Ketiganya nampak bercanda entah tentang apa. Jofan menoleh pada Rio yang juga tengah menatapnya. Lantas Jofan mengatakan Arghi baru saja kentut, hal itu yang membuat mereka tertawa. Rio memejamkan matanya mendengar lelucon mereka apalagi aroma emas mulai tercium oleh hidungnya.

"Sialan, bau bangkai banget sih! Kamu makan apa, Ar?" umpat Rio menutup lubang hidungnya. Dia berdiri di belakang Alvin tapi aroma itu berhasil menampar lubang hidungnya. Mengobrak-abrik paru-parunya dan membekas lama bahkan setelah aroma itu lenyap dibawa angin.

"Sorry, sorry ..." ujar Arghi menoleh dengan wajah menahan malu. Bayangkan saja dilihat banyak orang karena kentut. Meskipun tidak secara terang-terangan menatapnya tapi, Arghi tahu beberapa orang mendengar dan segera menutup hidung.

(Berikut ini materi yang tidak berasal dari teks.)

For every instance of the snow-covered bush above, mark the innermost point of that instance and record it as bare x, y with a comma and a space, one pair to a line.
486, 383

"Makan bangkai ya lu Ar?" tuduh Gilang yang berada tepat di belakang Arghi. Arghi menggeleng kuat menampik tuduhan tidak masuk akal itu.

"Ngaco! Nggak mungkinlah!" protes Arghi pada Gilang. Dia kembali menghadap ke depan. Merasa sangat malu, sedangkan dua manusia laknat yang menyebarkan berita kentutnya hanya terkikik geli. Sial sekali harinya. Kenapa selalu hari senin?

Setelah selesai melaksanakan upacara para siswa kembali ke ruang kelas. Arghi memukul-mukul punggung Jofan yang sudah menyebarkan berita kentutnya membuatnya sepanjang jalan diolok bau bangkai. Sedangkan Jofan tertawa mendapat pukulan bertubi-tubi dari Arghi. Alvin yang menonton keduanya tertawa ngakak memukul-mukul Rio yang duduk di sebelahnya dan juga tengah tertawa.

"Aduh, aduh, sakit!" keluh Rio menghindari pukulan Alvin. Rio mendengus, "ketawa aja nggak usah mukul orang," omel Rio membuat Alvin ngakak melihat wajah kesal Rio.

"Hahaha ... sorry, sorry," ujarnya meminta maaf atas pemukulan yang ia lakukan. Rio hanya berdecak namun kembali tertawa melihat dua orang itu masih berdebat mengenai kentut. Sungguh kurang kerjaan sekali mereka berdua.

"Asli hari ini aku gugup banget," ujar Jofan saat Arghi sudah menyelesaikan balas dendamnya dengan memukulnya. Dia mulai mengungkapkan kegelisahan hatinya yang sudah sejak semalam ia rasakan.

"Gugup kenapa, Jo?" tanya Alvin penasaran. Melihat wajah gugup Jofan membuatnya ikut gugup tanpa sebab.

"Sepulang sekolah ada kumpul klub seni lukis," jawabnya memberitahu. Alvin yang mendengar hanya berdecak merasa terbodohi. Dia kira ada hal besar yang bisa sampai membuat Jofan gugup. Ternyata hanya berangkat ekskul.

"Lah terus kenapa? Bagus dong ekstrakulikulermu udah dimulai, ekskul musik malam belum ada info," ujar Arghi memberitahu kegundahannya. Dia juga merasa gugup karena belum juga dimasukkan ke grup. Jangan-jangan dia salah menuliskan nomor ponselnya.

"Ya takut aja kalo nanti nggak ada temen ngobrol," jelas Jofan. Itu membuat Rio yang sejak tadi menyimak menurunkan pandangannya.

"Pasti ada lah. Nyatanya kita sekarang temenan," ujar Rio menenangkan hati Jofan yang dilanda gugup. Jofan membenarkan ucapan Rio. Memang dia pada akhirnya berteman dengan mereka meski perlu banyak waktu untuk bisa diterima oleh mereka. Tapi, masalah ekskul beda lagi. Dimana mereka hanya bertemu satu minggu sekali dan satu sama lain jelas pada akhirnya bersaing di pertandingan.